A new review has found that when teenagers receive health education and information about contraception, the number of them having unintended pregnancies decreases.
Unintended pregnancy among adolescents is a common global problem. According to the review, in the United States, 9 percent of adolescents between 15 and 19 years old become pregnant each year. India has even higher rates, where 19 percent of pregnancies are among adolescents.
Advertisement"Adolescents who have an unintended pregnancy face a number of challenges, including abandonment by their partners, inability to complete school education and increased adverse pregnancy outcomes," wrote review authors led by Chioma Oringanje of the University of Calabar Teaching Hospital in Nigeria.
The aim of the new review was to evaluate whether pregnancy prevention interventions have an effect on the rate of unintended pregnancies among adolescents.
The review appears in the current issue of The Cochrane Library, a publication of The Cochrane Collaboration, an international organization that evaluates research in all aspects of health care. Systematic reviews draw evidence-based conclusions about medical practice after considering both the content and quality of existing trials on a topic.

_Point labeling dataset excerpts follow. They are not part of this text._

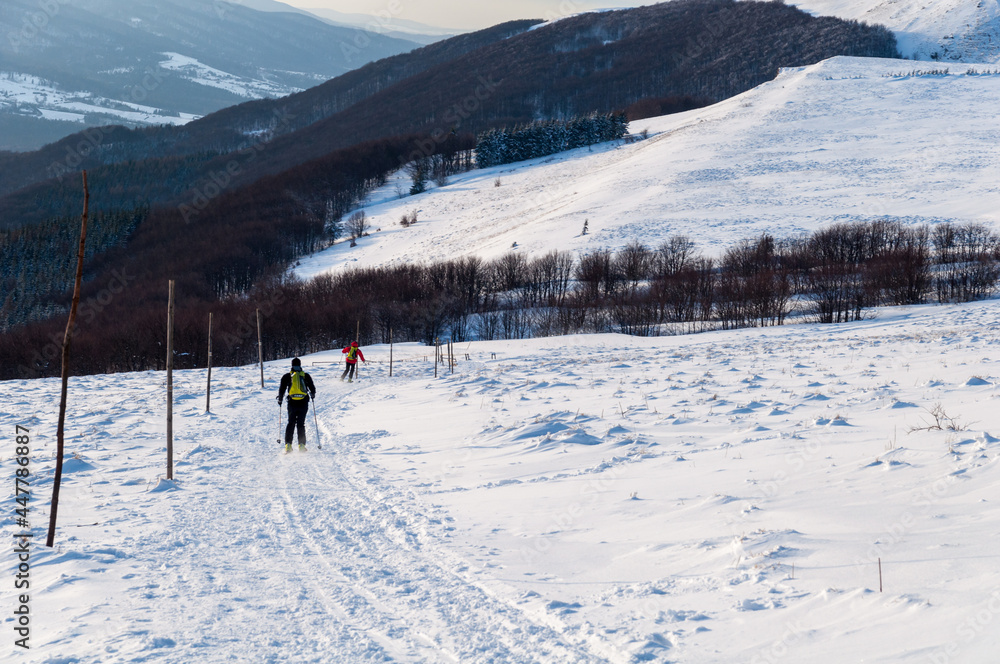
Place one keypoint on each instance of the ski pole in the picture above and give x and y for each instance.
(319, 442)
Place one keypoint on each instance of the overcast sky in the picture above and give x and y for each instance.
(466, 14)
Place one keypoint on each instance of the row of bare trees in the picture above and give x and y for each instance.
(834, 275)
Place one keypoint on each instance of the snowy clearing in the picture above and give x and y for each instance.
(714, 498)
(847, 139)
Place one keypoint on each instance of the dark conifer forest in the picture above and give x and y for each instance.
(226, 204)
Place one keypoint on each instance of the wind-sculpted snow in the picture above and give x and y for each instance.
(707, 499)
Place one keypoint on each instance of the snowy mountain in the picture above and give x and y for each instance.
(77, 63)
(387, 24)
(846, 139)
(946, 30)
(747, 496)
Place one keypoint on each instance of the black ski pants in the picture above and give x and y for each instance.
(297, 410)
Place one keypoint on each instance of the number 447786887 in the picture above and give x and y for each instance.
(22, 489)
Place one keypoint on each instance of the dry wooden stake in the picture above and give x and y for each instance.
(208, 387)
(170, 380)
(67, 340)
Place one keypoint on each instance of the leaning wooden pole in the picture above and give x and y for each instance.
(260, 348)
(170, 380)
(208, 387)
(67, 340)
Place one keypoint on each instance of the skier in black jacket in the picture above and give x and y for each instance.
(300, 389)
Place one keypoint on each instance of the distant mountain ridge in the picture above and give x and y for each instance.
(67, 64)
(944, 30)
(602, 61)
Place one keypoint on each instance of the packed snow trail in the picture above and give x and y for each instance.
(307, 557)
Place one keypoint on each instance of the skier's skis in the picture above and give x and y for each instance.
(319, 440)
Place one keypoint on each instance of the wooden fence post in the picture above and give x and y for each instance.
(208, 387)
(260, 349)
(170, 380)
(67, 340)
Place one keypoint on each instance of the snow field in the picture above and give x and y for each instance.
(713, 498)
(848, 139)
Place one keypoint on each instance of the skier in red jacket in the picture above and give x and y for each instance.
(353, 353)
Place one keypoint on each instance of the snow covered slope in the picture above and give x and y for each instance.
(704, 500)
(845, 139)
(946, 30)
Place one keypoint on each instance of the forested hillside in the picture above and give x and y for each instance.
(597, 62)
(227, 225)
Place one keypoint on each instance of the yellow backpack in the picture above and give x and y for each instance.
(298, 389)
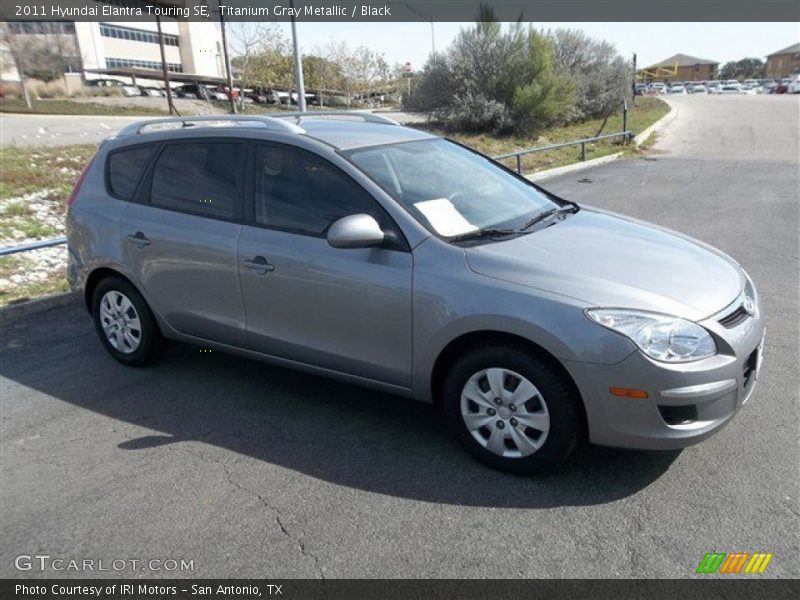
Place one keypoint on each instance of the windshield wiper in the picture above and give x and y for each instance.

Oringanje and fellow Cochrane reviewers evaluated 41 studies involving 95,662 ethnically diverse boys and girls, most between 9 to 19 years old. The studies took place in developed countries predominantly, including the United States, Canada, Italy and England.
Most adolescents received their interventions in school, and the rest took place in hospitals or family planning clinics. The interventions occurred in various formats, such as health education or counseling only, health education plus skills building and health education plus contraception education.
One intervention program, for instance, worked to improve teens'' understanding of the risks and consequences of pregnancy and sexually transmitted infection (STI), and about consistent use of contraception such as condoms. Some programs promoted abstinence only.
Researchers followed the teens in the studies from three months to 4.5 years.
Two studies, for example, with 858 adolescents showed that the risk of unintended pregnancy was indeed lower among participants who received multiple interventions (43 of 397) compared to those in the control group who did not receive intervention (69 of 461).
As far as increasing contraceptive use among adolescents, there was little significant evidence that promoting the use of contraception alone made a difference. None of the studies showed an effect on condom use between intervention and control groups. Two studies, however, showed the rate of hormonal contraceptive use was significantly higher in the intervention group (366 of 1,395) than in the control group (279 of 1,696).
The Cochrane reviewers concluded that all interventions -including education, contraception education and promotion and combinations of the two - reduced unintended pregnancy over the medium and long-term follow up.
Jeanie Alter, program manager and lead evaluator of the Indiana Prevention Resource Center at Indiana University''s School or Health, Physical Education, and Recreation, agreed that multiple interventions work best in curbing this global health problem.
"Comprehensive sexuality education that promotes abstinence while acknowledging that many teens will be sexually active and discusses contraception and STI risks, is the most effective," said Alter. "Evidence shows that comprehensive sexuality education is not related to greater promiscuity, but rather delayed initiation, lower STI rates and reduced teen pregnancy."
Alter added that adolescents in the United States do not receive enough education and contraception promotion in school or in their communities.
"While many European countries provide government funding for comprehensive sexuality education that includes education about abstinence, STIs and contraception, the U.S. government only provides funds for abstinence-only sexuality education," she said. "States have the right to offer comprehensive sexuality education, but must do so without the aid of federal funds."